Perbandingan paduan titanium, paduan aluminium, paduan seng dan paduan magnesium

Jul 19, 2023

Dengan meningkatnya permintaan akan produk konsumen berkualitas tinggi dan estetis, semakin banyak produsen yang beralih ke bahan paduan untuk produk mereka. Bahan logam, seperti paduan aluminium, paduan seng, dan paduan magnesium, menjadi semakin populer di kalangan konsumen karena dianggap berkualitas tinggi, kokoh, dan tahan lama. Sebaliknya, produk cangkang plastik tradisional kini diberi label “murah” dan “kualitas rendah” oleh konsumen.
Dalam hal bahan paduan, paduan titanium umumnya digunakan dalam bidang medis karena biokompatibilitasnya yang baik. Namun, jika membandingkan karakteristik paduan yang berbeda, paduan titanium adalah yang paling keras dan terkuat, diikuti oleh paduan magnesium dan paduan seng. Dalam hal desain struktur produk, bobot juga merupakan faktor penting untuk dipertimbangkan. Paduan seng memiliki kekuatan spesifik yang rendah karena kepadatannya yang tinggi, sedangkan paduan titanium memiliki kekuatan spesifik yang tinggi tetapi lebih mahal dan sulit untuk diproses. Oleh karena itu, paduan magnesium sering digunakan pada bagian struktur ringan yang membutuhkan kekuatan.

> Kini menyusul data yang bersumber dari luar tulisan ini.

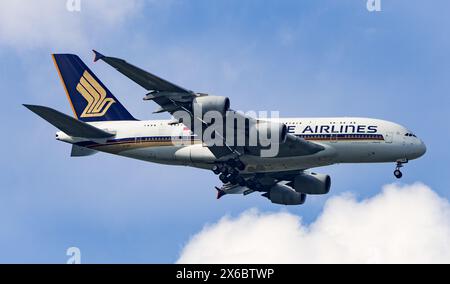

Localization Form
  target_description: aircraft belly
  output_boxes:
[241,144,337,173]
[335,142,402,163]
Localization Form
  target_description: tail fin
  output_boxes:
[52,54,136,122]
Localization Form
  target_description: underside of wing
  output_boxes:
[94,51,324,158]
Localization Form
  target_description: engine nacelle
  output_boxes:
[294,173,331,194]
[263,184,306,205]
[252,121,288,144]
[192,96,230,114]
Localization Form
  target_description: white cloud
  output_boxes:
[178,183,450,263]
[0,0,141,49]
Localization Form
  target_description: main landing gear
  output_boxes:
[394,161,408,178]
[212,159,246,186]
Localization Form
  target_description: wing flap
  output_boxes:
[70,145,98,157]
[94,50,192,93]
[24,104,115,139]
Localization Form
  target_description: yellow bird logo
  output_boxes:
[77,71,115,117]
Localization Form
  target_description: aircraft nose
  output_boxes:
[417,140,427,157]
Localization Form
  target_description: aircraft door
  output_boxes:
[384,132,394,143]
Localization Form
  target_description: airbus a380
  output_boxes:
[25,51,426,205]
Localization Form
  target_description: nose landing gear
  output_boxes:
[394,161,408,178]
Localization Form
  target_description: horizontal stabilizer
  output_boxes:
[70,145,98,157]
[24,105,115,139]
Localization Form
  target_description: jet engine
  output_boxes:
[293,173,331,194]
[262,184,306,205]
[192,96,230,114]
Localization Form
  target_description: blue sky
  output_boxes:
[0,0,450,263]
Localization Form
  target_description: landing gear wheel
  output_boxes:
[237,176,246,186]
[212,165,221,175]
[236,161,245,171]
[394,169,403,178]
[219,174,228,183]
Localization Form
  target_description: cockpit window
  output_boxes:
[405,132,417,138]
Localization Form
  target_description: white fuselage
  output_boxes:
[57,117,426,173]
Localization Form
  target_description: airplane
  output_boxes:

Paduan aluminium, sebaliknya, adalah material paling serbaguna dengan bentuk aplikasi paling melimpah dalam desain struktur produk. Ini memiliki kekuatan tinggi, kinerja pengecoran dan pemrosesan plastik yang baik, dan konduktivitas listrik yang baik, konduktivitas termal, ketahanan korosi, dan kemampuan las. Teknik pemrosesan yang umum digunakan untuk paduan aluminium meliputi die-casting, extrusion molding, machining, stamping, dan forging.
Sebaliknya, paduan seng memiliki titik leleh yang rendah, fluiditas yang baik, dan mudah dilas. Paduan seng cor cocok untuk instrumen die-casting, casing suku cadang mobil, dan aplikasi lain yang memerlukan fluiditas dan ketahanan korosi yang baik. Sebaliknya, paduan seng yang terdeformasi terutama digunakan untuk selubung baterai, papan cetak, panel atap, dan perangkat keras sehari-hari karena plastisitas dan keuletannya yang baik.
Kesimpulannya, pemilihan material paduan bergantung pada berbagai faktor seperti kekuatan, kekerasan, berat, biaya, dan teknik pengolahan. Dengan meningkatnya permintaan akan produk konsumen yang berkualitas tinggi dan estetis, penting bagi produsen untuk memilih bahan paduan yang tepat yang memenuhi kebutuhan dan persyaratan spesifik mereka.